Barbara Fountain, of Norwich, is keen to ensure support is there for people with mouth cancer, particularly for younger patients.

She was 32 when she was diagnosed with tongue cancer by Mr James on New Year’s Eve 2018, having been referred by her dentist.

“At that moment, everything slowed down,” she said.

“I looked at my husband’s face and it was like shattered glass, and I could see his world completely turned upside down.

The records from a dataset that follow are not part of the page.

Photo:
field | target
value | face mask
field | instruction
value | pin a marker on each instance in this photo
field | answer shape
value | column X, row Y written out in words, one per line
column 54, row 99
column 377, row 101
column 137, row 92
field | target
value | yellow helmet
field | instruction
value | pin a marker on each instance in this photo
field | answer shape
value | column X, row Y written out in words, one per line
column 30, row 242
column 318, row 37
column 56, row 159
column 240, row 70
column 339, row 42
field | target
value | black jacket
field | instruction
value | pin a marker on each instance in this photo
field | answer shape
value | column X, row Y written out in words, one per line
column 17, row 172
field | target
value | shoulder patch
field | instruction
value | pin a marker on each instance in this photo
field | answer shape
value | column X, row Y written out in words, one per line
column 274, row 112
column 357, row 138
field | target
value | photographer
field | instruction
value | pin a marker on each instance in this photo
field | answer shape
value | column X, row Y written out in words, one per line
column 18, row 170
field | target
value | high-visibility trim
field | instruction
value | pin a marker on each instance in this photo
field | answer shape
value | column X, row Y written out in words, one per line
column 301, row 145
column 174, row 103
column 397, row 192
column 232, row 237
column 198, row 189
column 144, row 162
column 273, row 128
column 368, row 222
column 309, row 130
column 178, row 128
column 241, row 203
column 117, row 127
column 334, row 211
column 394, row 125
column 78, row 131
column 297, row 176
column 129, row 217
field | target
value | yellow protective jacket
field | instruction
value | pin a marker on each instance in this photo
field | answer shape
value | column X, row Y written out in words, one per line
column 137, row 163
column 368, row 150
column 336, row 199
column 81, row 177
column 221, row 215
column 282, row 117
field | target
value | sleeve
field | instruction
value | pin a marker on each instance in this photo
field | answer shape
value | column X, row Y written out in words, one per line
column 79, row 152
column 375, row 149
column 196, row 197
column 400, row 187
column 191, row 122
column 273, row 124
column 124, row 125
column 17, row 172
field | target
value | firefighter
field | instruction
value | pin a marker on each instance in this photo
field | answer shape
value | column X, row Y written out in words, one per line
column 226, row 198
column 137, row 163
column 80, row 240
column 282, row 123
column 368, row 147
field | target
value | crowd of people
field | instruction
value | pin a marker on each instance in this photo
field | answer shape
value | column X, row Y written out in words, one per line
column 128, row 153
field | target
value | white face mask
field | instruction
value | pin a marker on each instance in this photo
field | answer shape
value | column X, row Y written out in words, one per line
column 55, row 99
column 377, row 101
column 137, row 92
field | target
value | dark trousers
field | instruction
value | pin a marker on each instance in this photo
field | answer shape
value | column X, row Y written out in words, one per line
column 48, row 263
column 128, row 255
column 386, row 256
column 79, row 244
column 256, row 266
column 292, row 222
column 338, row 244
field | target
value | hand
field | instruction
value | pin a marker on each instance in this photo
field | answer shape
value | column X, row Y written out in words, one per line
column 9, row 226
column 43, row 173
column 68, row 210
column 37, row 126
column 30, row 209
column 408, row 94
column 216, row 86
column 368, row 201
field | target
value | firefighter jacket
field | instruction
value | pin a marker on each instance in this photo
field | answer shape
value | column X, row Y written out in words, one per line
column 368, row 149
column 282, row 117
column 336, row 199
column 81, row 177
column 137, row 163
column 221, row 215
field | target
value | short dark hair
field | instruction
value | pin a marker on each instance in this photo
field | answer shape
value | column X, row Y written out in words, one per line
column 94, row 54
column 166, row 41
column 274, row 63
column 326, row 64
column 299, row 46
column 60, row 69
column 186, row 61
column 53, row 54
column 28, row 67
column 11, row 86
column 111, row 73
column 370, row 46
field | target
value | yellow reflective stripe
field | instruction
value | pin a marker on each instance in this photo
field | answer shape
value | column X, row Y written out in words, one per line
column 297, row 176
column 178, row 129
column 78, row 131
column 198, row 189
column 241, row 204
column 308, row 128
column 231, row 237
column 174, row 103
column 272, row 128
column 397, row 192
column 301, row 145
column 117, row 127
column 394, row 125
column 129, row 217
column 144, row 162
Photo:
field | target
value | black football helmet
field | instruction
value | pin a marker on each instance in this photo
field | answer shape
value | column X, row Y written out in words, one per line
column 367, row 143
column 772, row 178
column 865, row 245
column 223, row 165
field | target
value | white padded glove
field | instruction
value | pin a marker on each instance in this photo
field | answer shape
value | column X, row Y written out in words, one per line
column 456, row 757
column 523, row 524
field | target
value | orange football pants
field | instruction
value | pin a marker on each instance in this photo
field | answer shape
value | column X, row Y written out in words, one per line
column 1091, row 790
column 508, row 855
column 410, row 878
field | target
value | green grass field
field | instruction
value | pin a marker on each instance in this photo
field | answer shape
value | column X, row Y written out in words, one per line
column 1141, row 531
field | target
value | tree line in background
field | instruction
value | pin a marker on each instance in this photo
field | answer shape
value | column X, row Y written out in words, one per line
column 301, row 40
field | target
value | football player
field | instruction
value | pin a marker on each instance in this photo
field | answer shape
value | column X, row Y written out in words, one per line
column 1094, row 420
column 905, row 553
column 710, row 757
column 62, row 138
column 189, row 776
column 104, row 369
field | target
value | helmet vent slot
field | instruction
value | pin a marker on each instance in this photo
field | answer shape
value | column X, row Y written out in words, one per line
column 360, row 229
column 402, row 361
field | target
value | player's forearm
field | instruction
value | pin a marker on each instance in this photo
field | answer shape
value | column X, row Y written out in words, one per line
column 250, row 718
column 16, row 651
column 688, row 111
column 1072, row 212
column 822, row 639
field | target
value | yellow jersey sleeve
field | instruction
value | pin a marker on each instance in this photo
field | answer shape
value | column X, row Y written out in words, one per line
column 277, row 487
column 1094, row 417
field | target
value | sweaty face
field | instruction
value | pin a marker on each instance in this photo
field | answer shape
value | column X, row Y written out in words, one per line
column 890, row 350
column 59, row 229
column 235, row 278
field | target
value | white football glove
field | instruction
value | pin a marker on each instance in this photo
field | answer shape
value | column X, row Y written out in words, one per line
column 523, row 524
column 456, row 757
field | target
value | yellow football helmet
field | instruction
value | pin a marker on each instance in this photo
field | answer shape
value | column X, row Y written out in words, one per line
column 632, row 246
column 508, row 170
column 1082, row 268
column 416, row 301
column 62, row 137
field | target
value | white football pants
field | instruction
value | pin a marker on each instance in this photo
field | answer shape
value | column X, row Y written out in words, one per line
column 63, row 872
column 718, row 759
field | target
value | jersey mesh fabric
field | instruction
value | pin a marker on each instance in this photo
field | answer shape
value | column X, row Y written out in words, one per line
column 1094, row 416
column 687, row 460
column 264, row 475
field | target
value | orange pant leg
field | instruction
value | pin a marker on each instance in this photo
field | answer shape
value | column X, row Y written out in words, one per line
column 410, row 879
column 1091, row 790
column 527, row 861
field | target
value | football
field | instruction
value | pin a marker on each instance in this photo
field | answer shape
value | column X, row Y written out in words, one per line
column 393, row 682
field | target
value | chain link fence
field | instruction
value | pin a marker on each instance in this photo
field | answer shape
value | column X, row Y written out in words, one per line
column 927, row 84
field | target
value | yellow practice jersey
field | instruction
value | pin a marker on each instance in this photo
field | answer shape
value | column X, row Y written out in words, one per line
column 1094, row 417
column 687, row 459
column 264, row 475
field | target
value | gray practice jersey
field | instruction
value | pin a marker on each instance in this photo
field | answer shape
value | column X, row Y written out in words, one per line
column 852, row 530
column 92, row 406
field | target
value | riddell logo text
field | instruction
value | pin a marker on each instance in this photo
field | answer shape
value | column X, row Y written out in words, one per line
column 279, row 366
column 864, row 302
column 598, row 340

“It was only when I met my Macmillan nurse, who touched my arm, that I realised ‘oh this is actually happening to me’.”

She made a good recovery from a 12-hour operation to remove a quarter of her tongue, which was rebuilt using part of her arm.

Five years on from her diagnosis, and she regards herself as “super lucky”.

She set up Young Tongues, initially as a network to help her connect with people like herself.

Mouth cancer – the common symptoms

  • Red and white patches inside the mouth
  • Ulcers or sores that do not heal within 14 days
  • A lump in the neck
  • Pain or bleeding in the mouth
  • Difficulty swallowing
  • Persistent pain in the throat or ear
  • Speech problems

It now links patients around the world and, she hopes, could inspire targeted research.

“Having tongue cancer was an incredibly isolating experience for me, because I didn’t have people to relate to,” she said.

“When I found my first three or four people on Instagram I was really excited, but suddenly we were 100, then we were 500.

“I saw there was a real need for age-appropriate support and to make sure as a young person you feel heard.

“It’s really important that as a young person if you have a mouth ulcer or a bump and it’s not healing after three weeks that you ask [your GP], and ask again.

“We need money to find out why this increase is happening, and what’s driving it so we don’t end up with a tongue cancer crisis in 10 or 20 years,” she added.